The basic method for text processing is the bag of words approach, in which we disregard the order of tokens. In practice, for the English language, tokens are often single words which can be obtained using word boundaries such as space and punctuation. Nonetheless, a token can be a phrase or any number of characters in a sequence (character n-gram). For example, you may treat every four consecutive characters (4-gram) in a document as a token and use all unique 4-gram tokens as your vocabulary.

Some form of token normalization can be helpful. However, the extent of its use depends on the language, data domain, and use cases, e.g. how users express their queries vs. words used in written documents of the data collection.

Once tokens or terms are obtained and normalized, we can then assign certain weights to them for the representation of text documents. We have discussed term weighting schemes including the binary, term frequency (TF), and TF*IDF (Inverse Document Frequency). TF*IDF is a classic treatment where a term’s weight increases with the increase of term frequency in the current document and its rarity in other documents. IDF, or a term’s rarity, indicates the degree of specificity and informativeness of the term.

Text documents can be treated as vectors based on the term weights. When comparing two vectors in the vector space model, we noticed that vector direction is more important than vector magnitude (length).

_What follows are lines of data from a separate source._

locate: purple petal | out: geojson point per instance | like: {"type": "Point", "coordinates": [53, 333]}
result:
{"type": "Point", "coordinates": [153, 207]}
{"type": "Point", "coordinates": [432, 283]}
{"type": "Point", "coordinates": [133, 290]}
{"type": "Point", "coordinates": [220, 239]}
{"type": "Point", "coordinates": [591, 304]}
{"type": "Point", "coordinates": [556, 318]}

Whereas the magnitude is a function of the absolute values of term weights, the vector direction is due to the distribution of these (relative) weights. Because of this nature, we often use an angle-based distance function such as cosine similarity to compare two vectors.

The probabilistic view provides an important approach to text processing. The Zipf’s is an empirical generalization of the probabilistic occurrences of spoken or written words. The Bayes theorem lays the foundation for probabilistic modeling of problems such as text classification and retrieval.

Bear in mind that full-text is often considered and analyzed in real-world text data. We use the title only here for the simplicity of illustration.
In real world applications, the number of terms can be very large and we may be dealing with thousands, if not millions, of dimensions. While mathematically possible, we cannot visualize more than three dimension due to the limit of our visible, three-dimensional world.
Again, we add a Laplace constant of 1, which is 1 added to the numerator and 2 added to the denominator.
With the bag-of-words approach, the Multinomial probability mass function has to include as a factor \frac{n_d!}{\prodt TF{dt}!} because of the permutations the terms can appear in. This Multinomial coefficient, however, is a constant given a fixed document d, is the same for all classes and can be omitted.
Note that in the calculation we omit terms that do not occur in document because a 0 TF value will lead to 0 in the log-likelihood and does not affect the result.
Here we omit \log p(d) as it is constant for all classes.